Whether or not one accepts the truth of this narrative, the question that's pertinent here is whether or not it makes sense to impugn God's character as unjust or unrighteous. If it did, then that would be a legitimate objection to a faith that claims that God is just and righteous. And this was Harris' point; if the God of the Bible is real, then He is "unjust" or (really) "unfair", because the God of the Bible doesn't fit our modern American model of fairness. He had a chosen people, and even when He graciously opened the way for all people to Him, it's still a truth that is easier for some to accept than others. Shouldn't he make it equally easy or difficult, to be fair? And if He claims to be just and righteous but isn't (again, according to our faulty model of what it means to be just and righteous), then He either isn't actually real after all, or He isn't worthy of our allegiance because He's discriminatory (and a discriminatory God is unacceptable to our cultural tastes).

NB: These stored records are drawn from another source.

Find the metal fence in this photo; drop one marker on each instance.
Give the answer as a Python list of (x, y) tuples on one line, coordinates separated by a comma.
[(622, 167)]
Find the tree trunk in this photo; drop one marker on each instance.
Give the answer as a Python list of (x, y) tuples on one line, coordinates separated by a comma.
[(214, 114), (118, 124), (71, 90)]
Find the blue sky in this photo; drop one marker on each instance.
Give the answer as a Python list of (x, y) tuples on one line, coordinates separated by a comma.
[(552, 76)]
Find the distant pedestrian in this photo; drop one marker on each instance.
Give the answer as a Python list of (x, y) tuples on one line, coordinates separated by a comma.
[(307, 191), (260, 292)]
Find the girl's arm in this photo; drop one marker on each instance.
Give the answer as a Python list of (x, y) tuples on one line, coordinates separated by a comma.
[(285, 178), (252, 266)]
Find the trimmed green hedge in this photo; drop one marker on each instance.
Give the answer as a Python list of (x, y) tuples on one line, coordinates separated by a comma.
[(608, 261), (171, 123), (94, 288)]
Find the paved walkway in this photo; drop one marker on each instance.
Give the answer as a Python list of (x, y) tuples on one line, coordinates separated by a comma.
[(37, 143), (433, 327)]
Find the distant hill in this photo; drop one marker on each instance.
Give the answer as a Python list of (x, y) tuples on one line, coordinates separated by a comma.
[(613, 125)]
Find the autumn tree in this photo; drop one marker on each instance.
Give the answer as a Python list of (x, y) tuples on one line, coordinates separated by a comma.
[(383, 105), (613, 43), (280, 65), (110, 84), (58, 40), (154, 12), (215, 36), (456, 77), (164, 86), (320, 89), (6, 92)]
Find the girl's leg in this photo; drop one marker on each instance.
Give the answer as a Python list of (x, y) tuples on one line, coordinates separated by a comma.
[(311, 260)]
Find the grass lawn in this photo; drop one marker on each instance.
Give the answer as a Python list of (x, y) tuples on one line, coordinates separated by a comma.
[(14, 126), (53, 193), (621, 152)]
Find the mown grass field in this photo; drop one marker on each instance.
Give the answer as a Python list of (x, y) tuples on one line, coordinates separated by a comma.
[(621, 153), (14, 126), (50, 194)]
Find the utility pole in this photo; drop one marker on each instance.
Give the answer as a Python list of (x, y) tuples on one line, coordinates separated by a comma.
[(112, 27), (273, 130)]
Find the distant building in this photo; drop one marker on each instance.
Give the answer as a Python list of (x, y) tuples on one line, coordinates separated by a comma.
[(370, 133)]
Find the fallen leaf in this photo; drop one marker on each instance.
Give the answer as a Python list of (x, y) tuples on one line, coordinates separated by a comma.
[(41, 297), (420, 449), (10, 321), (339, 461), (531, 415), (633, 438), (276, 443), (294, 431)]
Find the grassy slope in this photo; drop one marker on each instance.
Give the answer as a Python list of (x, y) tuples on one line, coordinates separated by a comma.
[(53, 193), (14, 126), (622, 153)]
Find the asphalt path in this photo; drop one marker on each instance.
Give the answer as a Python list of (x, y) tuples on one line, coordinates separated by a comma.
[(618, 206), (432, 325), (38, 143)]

Once the objection is seen for what it is, it carries no weight whatsoever against the truth or consistency of Christian belief, although one could see how it might resonate with the values of our culture. If God were actually "playing favorites", that would be his prerogative and we would have no legitimate complaint against it as we deserve nothing but death. But, viewed in the correct light, there's no reason to conclude that anyone is ever treated unjustly, even granting that people born in certain cultures will more readily accept Christ, and others will more readily reject Him.

Our God is a discriminating God. There are things that delight Him and things He finds abhorrent. He bestows blessings and curses. He has a people. He has a Kingdom. He has standards. We all fall short of those standards and must either accept or reject His Gracious offer of Christ's blood as a means of reconciliation. Being born into the "wrong" culture is no excuse.